Banyak orang seringkali mengajak kita menolak lupa melawan lupa.
Hebatnya, ajakan ini seringkali adalah dalam rangka menolak lupanya orang lain.
Misalnya ajakan untuk tidak lupa akan peristiwa penculikan para aktivis di masa reformasi terutama di tahun 1998, ajakan untuk tidak lupa masalah penyerbuan markas PDI 27 Juli 1996, pembunuhan alm. Munir tahun 2004, kasus Marsinah 1993, berbagai konflik agraria di bumi pertiwi ini, atau yang lebih dekat seperti kasus stadion Kanjuruhan tahun 2022 yang lalu, atau berbagai janji yang diucapkan saat kampanye oleh Pak Presiden, Gubernur, Bupati, Wakil Rakyat dan lain-lain.
Gerakan yang tidak mudah.
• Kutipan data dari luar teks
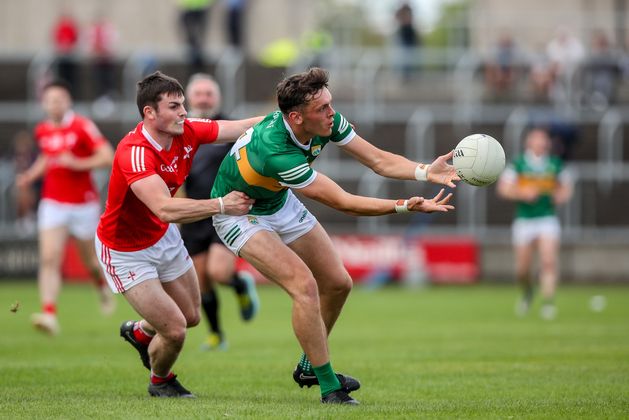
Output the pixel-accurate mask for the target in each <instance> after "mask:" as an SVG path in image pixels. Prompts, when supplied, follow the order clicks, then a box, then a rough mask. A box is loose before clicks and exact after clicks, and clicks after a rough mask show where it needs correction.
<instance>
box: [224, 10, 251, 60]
mask: <svg viewBox="0 0 629 420" xmlns="http://www.w3.org/2000/svg"><path fill="white" fill-rule="evenodd" d="M246 5H247V0H227V34H228V39H229V45H231V46H232V47H234V48H236V49H238V50H242V49H243V47H244V46H243V34H244V32H243V17H244V14H245V7H246Z"/></svg>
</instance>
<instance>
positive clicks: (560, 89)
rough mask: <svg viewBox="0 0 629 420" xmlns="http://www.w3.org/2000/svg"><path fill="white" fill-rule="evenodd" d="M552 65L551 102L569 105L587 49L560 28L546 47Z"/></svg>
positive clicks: (549, 59) (561, 28) (546, 45)
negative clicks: (575, 73) (578, 73)
mask: <svg viewBox="0 0 629 420" xmlns="http://www.w3.org/2000/svg"><path fill="white" fill-rule="evenodd" d="M546 54H547V56H548V60H549V63H550V67H549V71H550V80H551V85H550V91H549V95H550V100H551V101H552V102H553V103H554V104H557V105H563V104H569V102H570V101H571V99H572V94H573V93H574V91H573V88H574V75H575V73H576V71H577V70H578V69H579V66H580V65H581V64H582V63H583V61H584V59H585V47H584V46H583V43H582V42H581V41H580V40H579V39H578V38H577V37H575V36H574V35H573V34H572V33H571V32H570V31H569V30H568V29H567V28H564V27H559V28H558V29H557V31H556V33H555V37H554V38H553V39H551V40H550V42H549V43H548V44H547V45H546Z"/></svg>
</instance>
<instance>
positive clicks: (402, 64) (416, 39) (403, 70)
mask: <svg viewBox="0 0 629 420" xmlns="http://www.w3.org/2000/svg"><path fill="white" fill-rule="evenodd" d="M395 19H396V21H397V24H398V27H397V31H396V33H395V37H396V42H397V45H398V46H399V47H400V51H399V58H398V65H399V67H400V71H401V72H402V77H403V78H404V79H405V80H408V79H409V78H410V77H411V76H412V72H413V69H414V67H415V65H416V64H417V61H418V60H417V54H416V48H418V47H420V46H421V38H420V36H419V34H418V32H417V30H416V29H415V25H414V22H413V9H412V8H411V6H410V4H408V3H403V4H402V5H401V6H400V7H399V8H398V9H397V10H396V12H395Z"/></svg>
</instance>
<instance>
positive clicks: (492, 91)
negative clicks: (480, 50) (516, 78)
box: [485, 34, 518, 94]
mask: <svg viewBox="0 0 629 420" xmlns="http://www.w3.org/2000/svg"><path fill="white" fill-rule="evenodd" d="M517 61H518V57H517V51H516V47H515V43H514V42H513V37H512V36H511V35H510V34H503V35H502V36H501V37H500V38H499V39H498V43H497V45H496V47H495V49H494V52H493V54H492V57H491V58H490V60H489V62H488V63H487V65H486V66H485V81H486V82H487V85H488V87H489V88H490V89H491V90H492V92H493V93H496V94H502V93H504V92H507V91H509V90H510V89H511V88H513V84H514V82H515V79H516V71H517V70H516V67H517V65H518V62H517Z"/></svg>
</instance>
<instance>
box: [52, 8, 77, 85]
mask: <svg viewBox="0 0 629 420" xmlns="http://www.w3.org/2000/svg"><path fill="white" fill-rule="evenodd" d="M53 43H54V49H55V55H56V58H55V70H56V75H57V77H58V78H59V79H62V80H65V81H66V82H67V83H68V84H69V85H70V89H71V93H72V94H73V95H77V93H78V92H77V91H78V86H77V83H78V80H77V60H76V56H75V54H76V50H77V47H78V43H79V27H78V24H77V23H76V21H75V20H74V18H73V17H72V15H71V14H70V13H68V12H67V11H64V12H62V13H61V15H59V19H58V20H57V22H56V23H55V26H54V28H53Z"/></svg>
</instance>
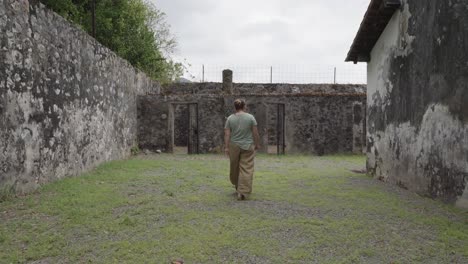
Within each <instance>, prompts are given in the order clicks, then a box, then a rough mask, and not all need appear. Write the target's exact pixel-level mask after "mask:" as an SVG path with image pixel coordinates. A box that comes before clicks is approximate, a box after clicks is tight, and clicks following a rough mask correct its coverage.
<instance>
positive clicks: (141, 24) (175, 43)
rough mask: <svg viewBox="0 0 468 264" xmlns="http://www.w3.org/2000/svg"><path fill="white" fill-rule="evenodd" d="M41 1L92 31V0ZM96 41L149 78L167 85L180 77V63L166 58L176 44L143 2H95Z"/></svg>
mask: <svg viewBox="0 0 468 264" xmlns="http://www.w3.org/2000/svg"><path fill="white" fill-rule="evenodd" d="M41 1H42V2H43V3H44V4H45V5H46V6H47V7H49V8H50V9H52V10H54V11H55V12H57V13H58V14H60V15H62V16H63V17H65V18H66V19H68V20H69V21H71V22H73V23H75V24H77V25H79V26H80V27H81V28H83V29H84V30H86V31H87V32H89V33H91V32H92V25H91V19H92V18H91V6H92V3H91V1H92V0H41ZM96 39H97V40H98V41H99V42H101V43H102V44H103V45H105V46H107V47H108V48H109V49H111V50H113V51H114V52H115V53H117V54H118V55H119V56H120V57H122V58H124V59H126V60H128V61H129V62H130V63H131V64H132V65H133V66H135V67H136V68H138V69H140V70H142V71H144V72H145V73H146V74H147V75H148V76H150V77H151V78H153V79H156V80H159V81H161V82H170V81H172V80H175V79H176V78H177V77H180V76H181V75H182V71H183V68H182V64H180V63H176V62H174V61H173V60H172V59H171V58H170V57H171V55H172V54H173V53H174V52H175V50H176V48H177V42H176V40H175V38H174V37H173V36H172V34H171V32H170V25H169V24H168V23H167V22H166V15H165V13H164V12H162V11H160V10H158V9H157V8H156V7H155V6H154V5H152V4H150V3H147V2H145V1H143V0H96Z"/></svg>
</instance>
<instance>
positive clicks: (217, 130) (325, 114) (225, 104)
mask: <svg viewBox="0 0 468 264" xmlns="http://www.w3.org/2000/svg"><path fill="white" fill-rule="evenodd" d="M222 89H223V88H222V84H221V83H191V84H173V85H168V86H164V87H163V89H162V93H161V94H159V95H151V96H141V97H140V101H139V103H138V105H139V120H140V125H139V143H140V147H141V148H143V149H145V148H147V149H151V150H157V149H160V150H165V151H170V149H171V142H172V139H171V136H170V134H171V133H172V132H171V129H172V128H171V126H172V125H171V122H172V121H171V117H170V114H171V113H170V112H171V111H170V109H171V105H177V104H180V103H190V102H193V103H198V109H199V113H198V114H199V115H198V116H199V129H198V132H199V139H200V152H201V153H210V152H220V151H222V146H223V128H224V122H225V120H226V118H227V117H228V116H229V115H230V114H232V113H233V111H234V108H233V101H234V100H235V99H236V98H243V99H245V100H246V101H247V107H248V111H249V112H251V113H252V114H254V115H255V117H256V119H257V121H258V123H259V132H260V137H261V140H262V146H263V148H264V149H262V151H263V152H266V147H267V146H268V137H267V135H266V133H265V132H266V131H267V129H268V119H269V117H268V115H269V114H270V115H271V114H276V112H275V113H268V109H272V107H271V106H272V105H275V104H284V105H285V110H286V114H285V119H286V120H285V123H286V125H285V129H286V131H285V135H286V136H285V137H286V153H289V154H291V153H308V154H319V155H323V154H330V153H352V152H353V151H356V152H358V153H359V152H362V149H363V147H364V144H363V142H362V139H363V135H364V129H363V123H364V115H361V116H360V119H359V120H355V116H354V113H353V111H354V108H355V106H356V105H358V106H360V107H362V112H364V111H365V110H364V109H365V100H366V96H365V86H362V85H294V84H237V83H235V84H234V86H233V91H232V92H233V94H227V93H224V92H223V90H222ZM172 108H173V107H172ZM359 126H361V128H356V127H359ZM356 133H358V134H356ZM356 141H360V142H356Z"/></svg>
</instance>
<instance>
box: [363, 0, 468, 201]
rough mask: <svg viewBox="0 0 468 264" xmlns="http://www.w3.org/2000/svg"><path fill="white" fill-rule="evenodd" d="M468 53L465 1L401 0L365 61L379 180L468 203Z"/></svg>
mask: <svg viewBox="0 0 468 264" xmlns="http://www.w3.org/2000/svg"><path fill="white" fill-rule="evenodd" d="M467 50H468V2H467V1H465V0H452V1H446V0H434V1H408V0H406V1H403V6H402V8H401V9H400V10H399V11H397V12H396V13H395V14H394V16H393V18H392V20H391V21H390V23H389V24H388V26H387V28H386V29H385V31H384V33H383V34H382V36H381V37H380V39H379V41H378V42H377V44H376V45H375V47H374V49H373V51H372V54H371V62H370V63H369V65H368V102H367V104H368V110H367V111H368V142H367V146H368V170H369V172H370V173H371V174H372V175H374V176H375V177H376V178H380V179H382V180H385V181H388V182H391V183H394V184H397V185H400V186H402V187H404V188H408V189H411V190H414V191H416V192H418V193H420V194H422V195H427V196H431V197H434V198H439V199H442V200H444V201H447V202H458V203H459V204H462V203H465V205H464V206H468V184H467V183H468V52H467ZM461 197H464V198H461Z"/></svg>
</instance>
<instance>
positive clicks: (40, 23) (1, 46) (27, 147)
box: [0, 0, 159, 193]
mask: <svg viewBox="0 0 468 264" xmlns="http://www.w3.org/2000/svg"><path fill="white" fill-rule="evenodd" d="M158 91H159V87H158V85H157V84H156V83H153V82H152V81H150V80H149V79H148V78H147V77H145V75H144V74H142V73H140V72H138V71H136V70H135V69H134V68H133V67H131V65H129V64H128V63H127V62H126V61H124V60H122V59H120V58H119V57H117V56H116V55H115V54H114V53H112V52H111V51H110V50H108V49H107V48H105V47H103V46H102V45H100V44H99V43H97V42H96V41H95V40H94V39H93V38H91V37H90V36H88V35H87V34H86V33H85V32H83V31H82V30H80V29H78V28H76V27H75V26H73V25H71V24H69V23H68V22H67V21H65V20H64V19H63V18H62V17H60V16H58V15H56V14H55V13H53V12H51V11H49V10H47V9H45V8H44V7H43V6H42V5H40V4H37V1H27V0H14V1H13V0H0V186H2V188H4V189H5V188H11V189H12V190H15V191H17V192H19V193H24V192H27V191H30V190H32V189H34V188H36V187H37V186H38V185H40V184H42V183H45V182H49V181H51V180H55V179H59V178H62V177H67V176H73V175H78V174H79V173H81V172H83V171H86V170H88V169H90V168H92V167H94V166H96V165H98V164H100V163H102V162H105V161H109V160H113V159H120V158H124V157H127V156H128V155H129V153H130V149H131V147H132V146H134V145H136V142H137V137H136V135H137V111H136V95H137V94H145V93H147V92H153V93H154V92H158Z"/></svg>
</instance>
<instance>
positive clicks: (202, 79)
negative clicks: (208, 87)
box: [202, 64, 205, 82]
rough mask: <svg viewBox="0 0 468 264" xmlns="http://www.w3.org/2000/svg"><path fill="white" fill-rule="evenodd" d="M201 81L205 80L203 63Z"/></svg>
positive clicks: (203, 81)
mask: <svg viewBox="0 0 468 264" xmlns="http://www.w3.org/2000/svg"><path fill="white" fill-rule="evenodd" d="M202 82H205V64H202Z"/></svg>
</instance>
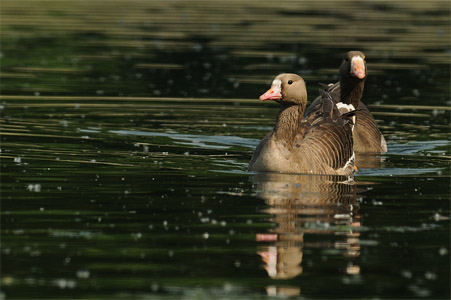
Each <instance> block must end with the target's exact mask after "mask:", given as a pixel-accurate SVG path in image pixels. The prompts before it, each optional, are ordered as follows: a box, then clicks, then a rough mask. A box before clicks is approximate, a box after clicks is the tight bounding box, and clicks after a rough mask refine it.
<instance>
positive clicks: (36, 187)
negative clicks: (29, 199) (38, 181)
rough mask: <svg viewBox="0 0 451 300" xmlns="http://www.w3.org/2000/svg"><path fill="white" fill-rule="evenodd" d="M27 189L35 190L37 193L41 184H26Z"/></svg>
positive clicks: (34, 190)
mask: <svg viewBox="0 0 451 300" xmlns="http://www.w3.org/2000/svg"><path fill="white" fill-rule="evenodd" d="M27 190H28V191H30V192H36V193H39V192H40V191H41V185H40V184H39V183H36V184H32V183H31V184H29V185H27Z"/></svg>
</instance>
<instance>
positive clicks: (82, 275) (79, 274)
mask: <svg viewBox="0 0 451 300" xmlns="http://www.w3.org/2000/svg"><path fill="white" fill-rule="evenodd" d="M90 275H91V274H90V272H89V271H88V270H78V271H77V278H80V279H88V278H89V276H90Z"/></svg>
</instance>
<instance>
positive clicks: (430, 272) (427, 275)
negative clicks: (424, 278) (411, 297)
mask: <svg viewBox="0 0 451 300" xmlns="http://www.w3.org/2000/svg"><path fill="white" fill-rule="evenodd" d="M424 277H425V278H426V279H427V280H436V279H437V274H435V273H432V272H430V271H427V272H426V273H424Z"/></svg>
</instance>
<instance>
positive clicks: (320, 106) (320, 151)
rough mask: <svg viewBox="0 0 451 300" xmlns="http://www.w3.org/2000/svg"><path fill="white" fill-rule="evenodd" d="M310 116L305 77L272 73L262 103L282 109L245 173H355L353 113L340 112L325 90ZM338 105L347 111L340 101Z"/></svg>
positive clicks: (312, 110)
mask: <svg viewBox="0 0 451 300" xmlns="http://www.w3.org/2000/svg"><path fill="white" fill-rule="evenodd" d="M320 93H321V96H320V98H319V100H318V101H317V103H316V104H315V107H313V108H311V112H310V113H309V115H307V116H305V117H303V115H304V111H305V107H306V105H307V90H306V87H305V82H304V79H303V78H302V77H301V76H299V75H297V74H290V73H283V74H280V75H278V76H276V77H275V79H274V80H273V82H272V85H271V88H270V89H269V90H268V91H267V92H266V93H264V94H263V95H261V96H260V101H268V100H272V101H276V102H278V103H279V104H280V111H279V115H278V117H277V120H276V123H275V126H274V129H273V130H272V131H271V132H270V133H269V134H268V135H267V136H266V137H265V138H264V139H263V140H262V141H261V142H260V143H259V145H258V146H257V147H256V149H255V150H254V153H253V155H252V159H251V161H250V163H249V168H248V170H249V171H258V172H280V173H304V174H328V175H351V174H352V173H353V172H354V159H355V155H354V151H353V149H352V147H353V142H352V129H353V123H352V121H351V120H350V118H351V117H352V115H353V114H354V111H352V110H351V108H350V107H349V108H348V111H349V112H346V113H343V112H340V111H339V110H338V108H337V107H336V106H335V103H334V101H333V100H332V98H331V96H330V94H329V93H328V92H327V91H321V90H320ZM342 109H343V110H344V109H345V106H344V105H343V107H342Z"/></svg>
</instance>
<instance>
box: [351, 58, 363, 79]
mask: <svg viewBox="0 0 451 300" xmlns="http://www.w3.org/2000/svg"><path fill="white" fill-rule="evenodd" d="M351 74H352V75H354V76H355V77H357V78H358V79H363V78H365V76H366V72H365V63H364V62H363V59H353V60H352V61H351Z"/></svg>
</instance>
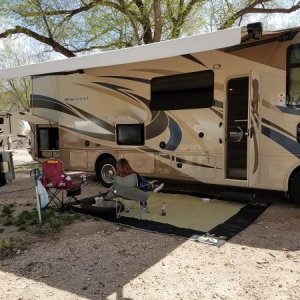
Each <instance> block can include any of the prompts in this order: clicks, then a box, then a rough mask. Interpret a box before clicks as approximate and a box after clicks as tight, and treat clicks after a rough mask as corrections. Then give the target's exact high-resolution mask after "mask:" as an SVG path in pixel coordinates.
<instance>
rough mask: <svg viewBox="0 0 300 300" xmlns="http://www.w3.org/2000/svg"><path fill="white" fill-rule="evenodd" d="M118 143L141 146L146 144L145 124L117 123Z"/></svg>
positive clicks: (128, 144) (116, 130)
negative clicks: (130, 123)
mask: <svg viewBox="0 0 300 300" xmlns="http://www.w3.org/2000/svg"><path fill="white" fill-rule="evenodd" d="M116 134H117V144H118V145H133V146H141V145H144V144H145V127H144V124H117V125H116Z"/></svg>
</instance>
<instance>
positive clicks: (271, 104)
mask: <svg viewBox="0 0 300 300" xmlns="http://www.w3.org/2000/svg"><path fill="white" fill-rule="evenodd" d="M262 106H264V107H266V108H269V109H271V110H273V111H276V112H278V111H280V110H279V109H278V108H277V107H276V106H274V105H272V104H271V103H269V102H268V101H267V100H265V99H262Z"/></svg>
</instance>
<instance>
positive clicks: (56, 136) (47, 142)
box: [38, 127, 59, 150]
mask: <svg viewBox="0 0 300 300" xmlns="http://www.w3.org/2000/svg"><path fill="white" fill-rule="evenodd" d="M38 147H39V150H58V149H59V137H58V128H57V127H53V128H51V127H50V128H38Z"/></svg>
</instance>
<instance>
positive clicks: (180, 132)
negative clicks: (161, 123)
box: [165, 116, 182, 151]
mask: <svg viewBox="0 0 300 300" xmlns="http://www.w3.org/2000/svg"><path fill="white" fill-rule="evenodd" d="M168 119H169V130H170V139H169V141H168V142H167V145H166V148H165V150H171V151H174V150H176V149H177V147H178V146H179V144H180V142H181V139H182V131H181V129H180V127H179V125H178V124H177V122H176V121H175V120H174V119H173V118H171V117H170V116H168Z"/></svg>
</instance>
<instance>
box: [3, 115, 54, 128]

Sama sekali tidak mudah. Apalagi yang coba dilawan atau ditolak adalah lupanya orang lain.
Alkisah, ada teman-teman yang setiap hari apa gitu kumpul bersama di depan sebuah istana agar yang di dalam istana tidak lupa. Bertahun-tahun kumpul-kumpul seperti itu dilakukan yang di dalam istana tidak kunjung ingat juga, masih tetap lupa juga.
Lalu bagaimana caranya melawan atau menolak lupa baik itu lupanya orang lain maupun diri sendiri?
Satu-satunya cara, bukanlah menolak atau melawan melainkan tidak lupa!
Bagaimana caranya supaya tidak lupa? Ada 2 tips jitu:
Pertama, tidak berjanji, tidak bikin resolusi.
Kalau kita tidak bikin janji, tidak bikin resolusi tentu tak ada yang perlu ditepati, apalagi perlu diingat.